Thursday 6 March 2014

How long has Russia been planning its Crimea intervention

How long has Russia been planning its Crimea intervention. An article from UK Channel 4 on eerily accurate prophecies:

Back in 2010 British-born Ukraine expert Taras Kuzio warned that the region could be "Europe's next flashpoint", and suggested a number of scenarios that Russia could use to engineer a takeover. 
One of them - "sending security forces and Black Sea fleet personnel camouflaged as local paramilitaries to occupy Sevastopol in an overnight operation" - describes almost exactly what is thought to have happened last week. 
As long ago as 2008, shortly after Russia and Georgia clashed in the South Ossetia war, the US academic Leon Aron warned that "Russia's next target could be Ukraine".
Mr Aron, director of Russian studies at the American Enterprise Institute, also thought the flashpoint would be the City of Sevastopol, home of Russia's Black Sea fleet and a large ethnic Russian majority. 
"An early morning operation in which the Ukrainian mayor and officials are deposed and arrested and the Russian flag hoisted over the city should not be especially hard to accomplish," he wrote. 
"Once established, Russian sovereignty over Sevastopol would be impossible to reverse without a large-scale war, which Ukraine will be most reluctant to initiate and its Western supporters would strongly discourage."
Back in 2007-2008, during what journalist Ben Judah calls the "Short Cold War", Russia was bullying Ukraine with gas cut-offs to stop it moving closer to NATO. Georgia received far harsher treatment (partly because it was smaller, partly because Saakashvili gave Putin the opportunity).
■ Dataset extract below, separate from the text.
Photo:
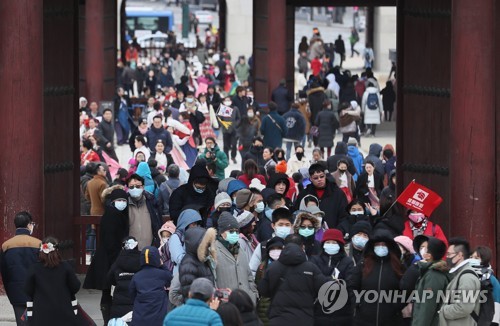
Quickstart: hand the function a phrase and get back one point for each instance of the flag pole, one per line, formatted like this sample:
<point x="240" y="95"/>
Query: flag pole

Now it's Ukraine's turn. Back then, Putin was also dividing Europe by courting Germany and Italy (unfortunately, Vladimir has since lost his soulmate Berlusconi).

Dr Kuzio says the new leaders of Ukraine have "played their hand really well" by refusing to be provoked into a "hot war". There are "more differences than similarities" with the South Ossetia crisis, where Georgia gave Russia an excuse to retaliate, he said. 
He believes that the lack of widespread unrest in Crimea, and the relatively muted response from separatists to the arrival of Russian troops, may have taken Mr Putin by surprise. 
Others echo the view that Mr Putin has had to react opportunistically to changing events. In a recent article, Dr Aron says Moscow has been "gradually escalating the pressure on Ukraine, seeing what works and what does not, pausing and looking over his shoulder at the response from the west".
 
Which tallies with what I've been saying.